Koelen: De kantgesneden ham 24 uur doorkoelen bij 1 á 2˚C.De hammen in een pekelcel bij 5˚C pekelen in een legkruidenpekel van 20˚Bé. Verhouding vlees : pekel = 1:2. De hammen moeten geheel ondergedompeld zijn, eventueel met behulp van een verzwaard kunststof rek. Vuistregel pekeltijd: 1 dag per cm doorsnede. Voor hammen van ca. 2 á 3 kg bedraagt de pekelduur 15 á 20 dagen. Het is aan te raden tijdens de pekeltijd de pekel op sterkte te controleren zodat deze op 20˚Bé blijft. DOORZOUTEN (RIJPEN): Na het pekelen laat men de ham 15 á 20 dagen doorzouten bij 5˚C(langer mag ook). Om een gelijkmatige zoutverdeling te krijgen, kan men de ham ook 15 á 20 dagen gevacumeerd laten doorzouten(rijpen). Als men de ham niet vastmeert, moet men sterke uitdroging voorkomen en is afdekken, bijvoorbeeld met plastic, aan te bevelen. De invloed van licht moet worden uitgeschakeld.

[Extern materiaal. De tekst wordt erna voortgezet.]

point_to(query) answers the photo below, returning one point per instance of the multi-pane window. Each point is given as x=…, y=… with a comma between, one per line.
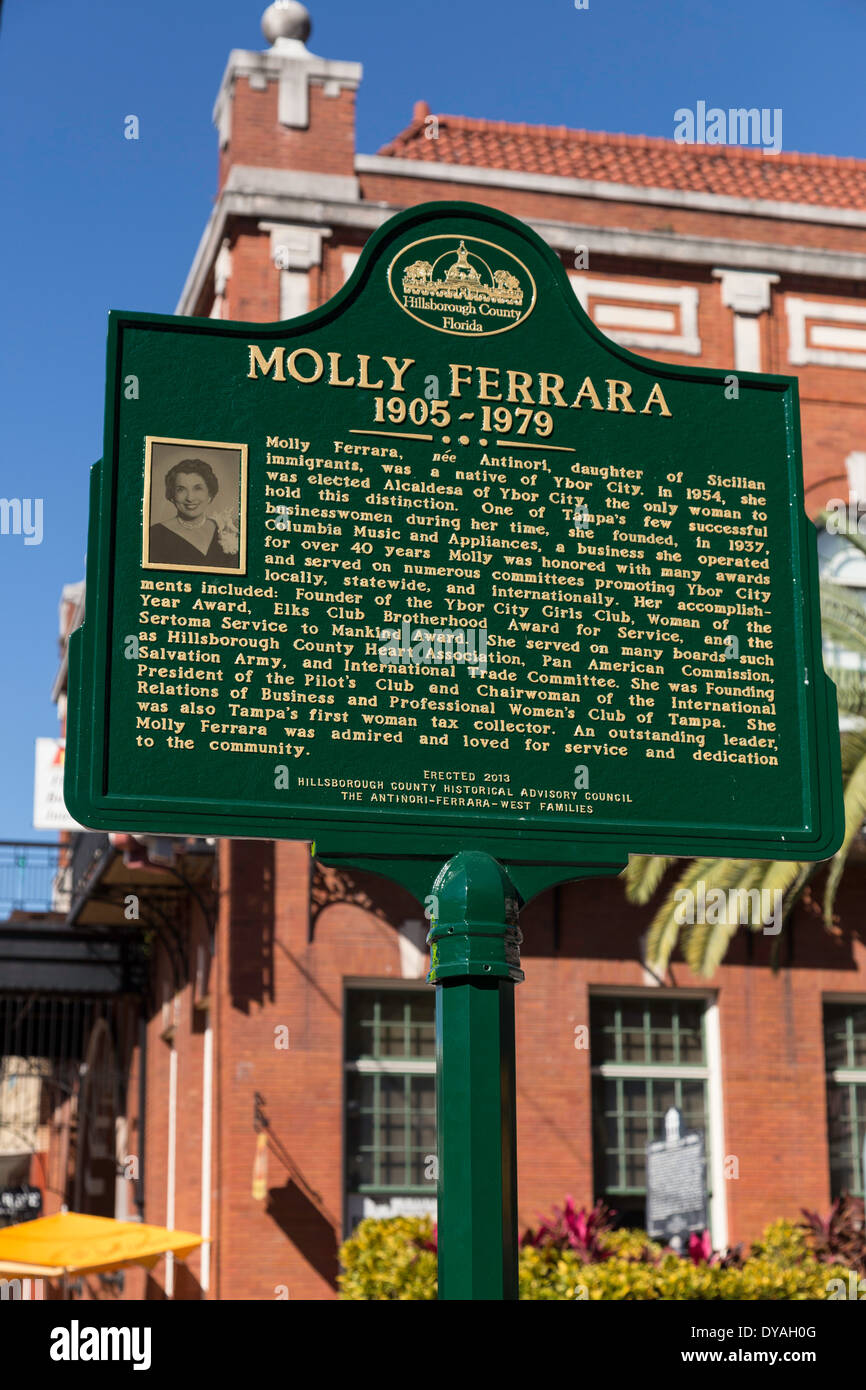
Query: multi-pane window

NABEHANDELING: Afwateren (ontzouten): Na de rijpingstijd worden de hammen afgewaterd. Om het overtollige zout van de buitenlaag te verminderen worden de hammen gedurende 1 á 2 uur in koud stromend water gelegd. Daarna kort – 5 minuten – in water van 50˚C leggen en eventueel afwassen. Water van 50˚C bevordert de kleur in de buitenrand. DROGEN: De hammen 1 á 2 uur voordrogen bij ca 50˚C, laten afkoelen en daarna met een borstel de hammen gelijkmatig insmeren met een houtskoolpapje. Daarna hangend laten drogen. Zo wordt een goede in – en uitwendige kleur bevorderd. Het houtskoolpapje wordt aldus gemaakt: 2 delen houtskoolpoeder, 2 delen vers varkensbloed, 1 deel azijn. ROKEN: Wanneer de ingesmeerde hammen goed zijn aangedroogd worden ze koud gerookt bij een temperatuur van 20 á 25˚C tot de gewenste donkere rookkleur er is. De rooktijd hangt af van de rookdichtheid en de relatieve vochtigheid. Bij een hoge vochtigheid moet korter gerookt worden, ook al is de rookkleur aan het einde van het rookproces nog niet optimaal. Na het roken de hammen gedurende 1 á 2 dagen nadrogen bij kamertemperatuur(15˚C), bij voorkeur in de rookkast met een matige luchtbeweging of ventilatie, zodat de hammen goed aandrogen en de rookkleur wordt gefixeerd.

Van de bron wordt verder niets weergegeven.